An asteroid which is about the size of three double decker buses will travel closely past Earth tonight, as it passes between our planet and the moon.

The Apollo class asteroid, named 2014 DX110, will reach a minimum distance of less than 217,000 miles (350,000 km) from us, yet poses very little risk of collision.

However, 2014 DX110 will provide spectacular views for those watching as it passes at 33,000 mph (14.85 km/s) past Earth. The Virtual Telescope Project and the Slooh space camera will be providing a live, online streaming of the asteroid.

The webcast will begin tomorrow night at 20:30 GMT (15:30 EST) and the closest approach will be at 21:07 GMT (16:07 EST).

Bob Berman, a Slooh astronomer, told Fox News: "On a practical level, a previously-unknown, undiscovered asteroid seems to hit our planet and cause damage or injury once a century or so, as we witnessed on June 20, 1908 and February 15, 2013.

"Every few centuries, an even more massive asteroid strikes us — fortunately usually impacting in an ocean or wasteland such an Antarctica.

"But the on-going threat, and the fact that biosphere-altering events remain a real if small annual possibility, suggests that discovering and tracking all near Earth objects, as well as setting up contingency plans for deflecting them on short notice should the need arise, would be a wise use of resources."

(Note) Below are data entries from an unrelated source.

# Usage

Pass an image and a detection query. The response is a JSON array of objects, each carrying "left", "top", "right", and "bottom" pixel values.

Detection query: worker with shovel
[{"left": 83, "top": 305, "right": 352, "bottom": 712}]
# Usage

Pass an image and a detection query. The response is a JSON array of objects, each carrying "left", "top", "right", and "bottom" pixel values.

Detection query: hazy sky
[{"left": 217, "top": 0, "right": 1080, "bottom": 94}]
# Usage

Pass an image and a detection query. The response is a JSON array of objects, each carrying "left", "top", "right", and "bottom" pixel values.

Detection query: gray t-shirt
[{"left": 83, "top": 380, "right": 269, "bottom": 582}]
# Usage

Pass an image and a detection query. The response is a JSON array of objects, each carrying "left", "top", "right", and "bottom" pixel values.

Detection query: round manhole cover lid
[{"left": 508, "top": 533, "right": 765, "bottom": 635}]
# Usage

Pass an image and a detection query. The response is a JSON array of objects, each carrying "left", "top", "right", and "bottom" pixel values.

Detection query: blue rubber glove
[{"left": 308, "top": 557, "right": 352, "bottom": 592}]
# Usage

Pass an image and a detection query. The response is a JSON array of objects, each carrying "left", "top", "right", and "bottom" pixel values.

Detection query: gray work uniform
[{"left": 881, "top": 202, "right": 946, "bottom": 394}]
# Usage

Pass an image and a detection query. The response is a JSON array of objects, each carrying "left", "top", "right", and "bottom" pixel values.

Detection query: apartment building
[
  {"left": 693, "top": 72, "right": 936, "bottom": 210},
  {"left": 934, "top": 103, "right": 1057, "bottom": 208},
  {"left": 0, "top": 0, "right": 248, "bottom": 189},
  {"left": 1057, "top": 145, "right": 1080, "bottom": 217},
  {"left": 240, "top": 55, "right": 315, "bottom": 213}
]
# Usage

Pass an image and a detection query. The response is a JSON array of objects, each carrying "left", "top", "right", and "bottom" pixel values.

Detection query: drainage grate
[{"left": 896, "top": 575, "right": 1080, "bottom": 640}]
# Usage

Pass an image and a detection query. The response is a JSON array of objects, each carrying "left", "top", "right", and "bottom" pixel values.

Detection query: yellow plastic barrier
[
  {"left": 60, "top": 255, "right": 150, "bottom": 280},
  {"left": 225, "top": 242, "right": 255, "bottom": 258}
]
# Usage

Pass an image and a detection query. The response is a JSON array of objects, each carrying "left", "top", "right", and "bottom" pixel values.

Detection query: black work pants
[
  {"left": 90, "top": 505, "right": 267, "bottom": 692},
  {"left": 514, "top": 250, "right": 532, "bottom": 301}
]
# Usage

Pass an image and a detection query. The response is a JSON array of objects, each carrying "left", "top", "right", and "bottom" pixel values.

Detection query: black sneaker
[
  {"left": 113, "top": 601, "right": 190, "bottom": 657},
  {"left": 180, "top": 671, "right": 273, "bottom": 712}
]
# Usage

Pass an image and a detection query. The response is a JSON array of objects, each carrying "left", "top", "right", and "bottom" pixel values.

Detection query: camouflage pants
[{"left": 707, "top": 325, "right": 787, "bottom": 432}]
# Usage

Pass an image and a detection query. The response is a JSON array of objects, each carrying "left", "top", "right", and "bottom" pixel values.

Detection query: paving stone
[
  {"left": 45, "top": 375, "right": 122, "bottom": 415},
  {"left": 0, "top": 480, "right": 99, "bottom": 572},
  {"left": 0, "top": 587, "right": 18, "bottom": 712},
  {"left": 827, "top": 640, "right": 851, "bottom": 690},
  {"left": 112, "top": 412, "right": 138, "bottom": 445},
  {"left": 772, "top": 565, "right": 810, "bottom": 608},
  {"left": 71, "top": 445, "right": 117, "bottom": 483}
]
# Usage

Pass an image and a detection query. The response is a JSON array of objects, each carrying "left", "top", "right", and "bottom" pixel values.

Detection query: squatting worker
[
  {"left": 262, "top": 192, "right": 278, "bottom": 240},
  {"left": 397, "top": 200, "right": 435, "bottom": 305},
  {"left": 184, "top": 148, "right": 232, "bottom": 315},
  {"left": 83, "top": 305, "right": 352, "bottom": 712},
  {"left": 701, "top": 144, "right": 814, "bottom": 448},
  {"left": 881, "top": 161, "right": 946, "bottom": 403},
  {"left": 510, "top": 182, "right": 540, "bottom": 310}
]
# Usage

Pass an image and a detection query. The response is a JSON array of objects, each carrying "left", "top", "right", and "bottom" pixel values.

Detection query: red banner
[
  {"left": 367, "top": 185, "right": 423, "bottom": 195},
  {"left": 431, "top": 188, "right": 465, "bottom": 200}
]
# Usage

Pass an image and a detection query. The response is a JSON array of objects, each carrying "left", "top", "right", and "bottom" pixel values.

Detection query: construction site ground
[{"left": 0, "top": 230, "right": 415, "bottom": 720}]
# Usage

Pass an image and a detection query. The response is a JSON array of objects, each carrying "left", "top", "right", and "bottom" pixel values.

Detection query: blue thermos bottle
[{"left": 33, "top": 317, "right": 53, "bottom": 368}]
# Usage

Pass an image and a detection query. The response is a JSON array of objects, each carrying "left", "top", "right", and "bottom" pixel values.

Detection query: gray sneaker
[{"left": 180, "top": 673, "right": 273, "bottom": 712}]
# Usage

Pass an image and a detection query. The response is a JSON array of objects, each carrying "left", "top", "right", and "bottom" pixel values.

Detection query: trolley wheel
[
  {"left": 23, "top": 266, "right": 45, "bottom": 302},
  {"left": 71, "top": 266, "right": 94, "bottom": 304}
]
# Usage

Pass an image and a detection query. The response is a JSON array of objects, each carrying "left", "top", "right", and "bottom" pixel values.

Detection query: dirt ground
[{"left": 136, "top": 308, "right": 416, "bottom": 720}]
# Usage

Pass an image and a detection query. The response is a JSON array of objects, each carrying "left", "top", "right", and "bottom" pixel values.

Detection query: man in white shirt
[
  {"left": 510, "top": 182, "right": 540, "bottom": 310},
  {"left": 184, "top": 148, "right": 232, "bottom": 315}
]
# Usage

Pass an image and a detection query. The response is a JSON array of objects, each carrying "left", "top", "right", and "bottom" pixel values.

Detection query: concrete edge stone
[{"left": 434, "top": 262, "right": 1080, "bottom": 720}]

2014 DX110 is an Apollo class asteroid, which means it has an Earth-crossing orbit.

Currently, there are 240 known Apollos, but astronomers have suggested there may be up to 2,000 more with diameters of more than 1km.

The impact of an Apollo asteroid could create a crater of up to 20 times its size, which would force dust into the atmosphere and potentially block sunlight for several years.

2014 DX110 is currently listed on NASA's risk page for a 1 in 10,000,000 chance of impact with Earth on 4th March 2046. Visually, 2014 DX110 is not expected to brighten above +15th magnitude as it moves through the constellation of Camelopardalis at closest approach.

It was first discovered by the Pan-STARRS 1 survey on 28th February. After initial observations, its orbit was tracked using the Great Shefford Observatory in West Berkshire, England.

Last month, Jose Madiedo, a professor at the University of Huelva, spotted an asteroid crash into the moon at 61,000km/h. It was the largest moon impact ever recorded, which created a 40-metre-wide crater and released energy equivalent to an explosion of 15 tonnes of TNT.

The crash produced an eight-second afterglow, which was captured on camera before the asteroid vapourised. Details were published by the Royal Astronomical Society.